事実、歌織が怒ってくれていることに伊代は嬉しく思い、自分自身の憤りや不満がどうでもいいように思えてきた。

「俺、よくわかんないんだけどさ、そんなに女性の就職って大変なの?」
「そんな訳ないじゃん!」
と、語気を強める歌織。
「そりゃあ、職業によって女性多い少ないとかはあるよ。でも伊代が目指してる学芸員とか研究職とかは、女性もたくさん活躍してるでしょ。てか、そもそも進路相談をしに来てる自分の生徒に対して、選択肢を奪うようなことを言っちゃ駄目じゃん」
もとは進路相談ではなく、成績や論文についての相談だったんだけどね、と伊代は心の中で思った。

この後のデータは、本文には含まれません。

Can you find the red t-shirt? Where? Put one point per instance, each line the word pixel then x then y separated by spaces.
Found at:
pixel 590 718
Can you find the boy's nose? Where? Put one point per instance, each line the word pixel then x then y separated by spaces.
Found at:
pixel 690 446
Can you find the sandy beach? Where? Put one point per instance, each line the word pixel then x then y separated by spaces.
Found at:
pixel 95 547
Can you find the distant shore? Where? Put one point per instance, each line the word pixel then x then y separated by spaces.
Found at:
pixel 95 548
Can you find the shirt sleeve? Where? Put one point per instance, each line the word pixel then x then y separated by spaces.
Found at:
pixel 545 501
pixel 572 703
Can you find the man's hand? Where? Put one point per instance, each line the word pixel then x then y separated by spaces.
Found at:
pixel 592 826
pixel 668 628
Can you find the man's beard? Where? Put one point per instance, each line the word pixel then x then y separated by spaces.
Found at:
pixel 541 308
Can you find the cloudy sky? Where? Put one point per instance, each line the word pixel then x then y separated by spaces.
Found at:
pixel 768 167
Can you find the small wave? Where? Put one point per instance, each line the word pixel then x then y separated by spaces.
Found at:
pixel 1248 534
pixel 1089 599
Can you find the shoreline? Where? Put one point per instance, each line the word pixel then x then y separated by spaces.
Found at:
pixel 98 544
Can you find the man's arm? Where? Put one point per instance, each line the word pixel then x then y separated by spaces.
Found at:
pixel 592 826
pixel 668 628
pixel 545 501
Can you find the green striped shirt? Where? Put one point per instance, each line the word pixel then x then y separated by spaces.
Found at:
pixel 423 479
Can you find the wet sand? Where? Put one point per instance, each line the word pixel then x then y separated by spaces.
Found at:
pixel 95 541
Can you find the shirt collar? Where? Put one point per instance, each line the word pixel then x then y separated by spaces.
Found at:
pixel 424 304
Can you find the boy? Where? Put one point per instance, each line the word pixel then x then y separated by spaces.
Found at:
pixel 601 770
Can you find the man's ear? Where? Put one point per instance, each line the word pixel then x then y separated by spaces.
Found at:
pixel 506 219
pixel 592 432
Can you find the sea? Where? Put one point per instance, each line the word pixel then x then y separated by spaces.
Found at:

「その教授、悪いよ。辞めた方がいいよ、そこの研究室」
と、言い切る歌織。
「え、辞める?」
「伊代のためにならないでしょ。もっと、一緒に応援してくれたりとかさ。それか、同じ専門を学ぼうとしてるんだから、伝手を紹介するくらいのことはしてくれないと」
「でも、うちの大学院で日本史を教えてる教授は少ないし」
「じゃあ、大学院変える?」
「それはやり過ぎだよ!」
と、伊代は友達の強気に圧倒されそうになる。

「まあまあ、昔から歌織は強気すぎるからさ」
と、宥めようとする太市。
「いつでも強気だよ、私は。じゃないと歌手なんてなれないもん」
歌織は学生時代もこの調子だった。
嫌なことは嫌だと言い、悪いと思ったことは友人に勧めない。
物事をはっきりと言う気の強さは、同級生たちからは嫌煙されがちであった。
しかしいつも近くにいた伊代は、歌織の性格に助けられることがあった。
伊代はそんな歌織を何度も羨ましいと思った。

「伊代は伊代らしく、自分のペースでやっていけばいいと思うよ」
と、温かい目で見つめる太市。
「焦りや不安もあるだろうけど、俺が・・・・俺 “たち” が力になれることがあったら、何でも相談乗るからさ」
「うん。ありがとう、太市。そう言ってくれるだけで励みになるよ」
「私は伊代に、思いっきり好きなことに打ち込んでほしいの」
と、歌織。
「ありがとう」

この三人は、学生時代にこうやって励まし合ってきた。
共に活動した音楽サークルでのことも、それぞれの悩み事も、打ち明けて共有し、
こうして乗り越えてきたんだと、伊代は振り返る。
この三人・・・・そして、あの彼も一緒に。